Nicht nur die Schule läuft hier anders…

Die ersten zwei Wochen Belarus liegen hinter mir und es hat sich ziemlich viel Erzählstoff angestaut…

Aber alles der Reihe nach:

Montag, der 18.09.2017:

Ich soll an meinem ersten Schultag erst um 10 Uhr da sein und entweder den Bus der Linie 1 oder den der Linie 2 nehmen… beide halten angeblich direkt vor der Schule.

Also verlasse ich um halb zehn meine Wohnung und begebe mich zu der Haltestelle direkt vor meiner Tür, um mich darüber zu freuen, schon einen kleinen grünen Bus mit der Nummer 2 zu sehen. Ich steige ein und zahle 50 Kopeken (das sind umgerechnet etwas weniger als 25 Cent).

Mich wundert es zwar, dass die Fahrt nicht, wie von den Lehrerinnen angekündigt, 45 Kopeken kostet und dass auch niemand im Bus herumgeht, um das Geld einzusammeln, weil man es direkt dem Fahrer gibt, aber ich denke mir nicht viel dabei und zähle die Haltestellen (ich muss an der achten aussteigen).

Kurze Zeit später fällt mir ein, dass Irina nicht nur Busse, sondern auch sogenannte „Marschrutkas“ erwähnt hatte, die etwas kleiner seien und mehr kosten… Im Endeffekt könne ich auch mit diesen fahren, wiel sie größtenteils dieselben Strecken wie die Busse fahren, aber für den Anfang hat sie davon abgeraten, weil man an der richtigen Haltestelle kommunizieren muss, dass man aussteigen möchte. Da mein Russich sich auf „Ja nje pa-russki“ beschränkt, versetzt mich das in leichte Panik. Ich habe keine Ahnung, ob dieses Ding an den gleichen Haltestellen hält, wie der Bus und erst recht nicht, wie ich hier rauskommen soll.

Für’s Erste beschließe ich, weiter bis zur achten Haltestelle zu zählen und dann zu hoffen, dass nicht nur ich aussteige und tatsächlich; es funktioniert. Das nächste Problem ist jetzt aber, dass das definitiv nicht die richitge Haltestelle ist… Ich rufe Irina also an und sie schickt eine Leherin, die mich abholt… Mit der Marschrutka hätte ich noch eine Station weiter fahren müssen.

Beflügelt von meinem großartigen ersten Eindruck betrete ich also die Mittelschule Nr. 20. Sie ist die größte in Orscha und besteht aus zwei mtieinander verbundenen Gebäuden. Im Nebengebäude wird die Grundschule unterrichtet (genau wie bei uns Klasse eins bis vier) und im Hauptgebäude, in dem ich mich im Moment befinde, sind die Räume der älteren Schüler und Schülerinnen (hier hat man den Abschluss unabhängig von Gymnasium und Mittelschule immer nach 11 Jahren).

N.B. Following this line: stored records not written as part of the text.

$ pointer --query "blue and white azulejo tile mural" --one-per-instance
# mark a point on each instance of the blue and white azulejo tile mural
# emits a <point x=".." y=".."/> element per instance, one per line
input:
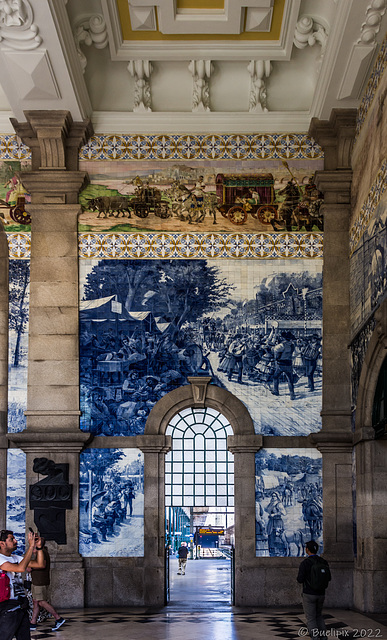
<point x="16" y="495"/>
<point x="111" y="517"/>
<point x="254" y="327"/>
<point x="19" y="282"/>
<point x="288" y="501"/>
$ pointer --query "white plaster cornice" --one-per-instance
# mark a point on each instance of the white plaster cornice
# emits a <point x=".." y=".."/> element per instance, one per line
<point x="200" y="123"/>
<point x="216" y="50"/>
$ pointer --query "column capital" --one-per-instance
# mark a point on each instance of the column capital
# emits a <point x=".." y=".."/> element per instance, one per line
<point x="54" y="139"/>
<point x="336" y="137"/>
<point x="332" y="441"/>
<point x="245" y="443"/>
<point x="335" y="185"/>
<point x="54" y="442"/>
<point x="154" y="444"/>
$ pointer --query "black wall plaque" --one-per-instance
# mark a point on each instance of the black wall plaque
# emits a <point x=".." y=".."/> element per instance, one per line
<point x="49" y="499"/>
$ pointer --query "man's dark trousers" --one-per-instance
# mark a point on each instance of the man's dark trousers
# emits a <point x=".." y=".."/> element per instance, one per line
<point x="14" y="623"/>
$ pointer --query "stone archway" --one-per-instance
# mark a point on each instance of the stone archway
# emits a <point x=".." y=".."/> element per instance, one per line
<point x="154" y="443"/>
<point x="3" y="367"/>
<point x="370" y="575"/>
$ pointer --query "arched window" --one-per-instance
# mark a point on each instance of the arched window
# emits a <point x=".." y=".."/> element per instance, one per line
<point x="199" y="471"/>
<point x="379" y="408"/>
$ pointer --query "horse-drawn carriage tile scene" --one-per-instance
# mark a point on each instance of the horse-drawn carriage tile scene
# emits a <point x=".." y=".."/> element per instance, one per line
<point x="204" y="264"/>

Am Eingang sitzt eine Sekretärin, die ich freundlich grüße, während ich mich frage, was genau sie dort eigentlich tut (ich habe es bis jetzt immer noch nicht herausgefunden; vielleicht schreibt sie die Schüler auf, die kommen und gehen? Aber das wären mit knapp 1000 ziemlich viele für eine Person oder?).

Vorbei an einem ziemlich großen Aquarium geht es für mich zunächst in den ersten (und den belarussischen zweiten) Stock, wo sich der Deutschraum -ich werde von dem Schwarz-Rot-Gold fast erschlagen- mit einem kleinen Lehrerzimmer nur für die offensichtlich sehr beliebten Deutschlehrerinnen befindet. Hier habe ich einen eigenen Platz, an dem ich meine Sachen lassen darf, bevor es runter in die vierte Klasse geht, in der Irina bereits unterrichtet.

Die Kinder hier können sich nur für eine Fremdsprache entscheiden, die sie ab der dritten Klasse lernen und nur ein paar Wenige mehr als die Hälfte entscheiden sich an meiner Schule für Englisch. -Der Rest lernt Deutsch.

Natürlich sprechen die Viertklässler*innen dementsprechend auf sehr niedrigem Niveau, aber es reicht für eine kleine Vorstellungsrunde, in der jeder seinen Namen, sein Alter und sein Lieblingsfach oder -essen nennt.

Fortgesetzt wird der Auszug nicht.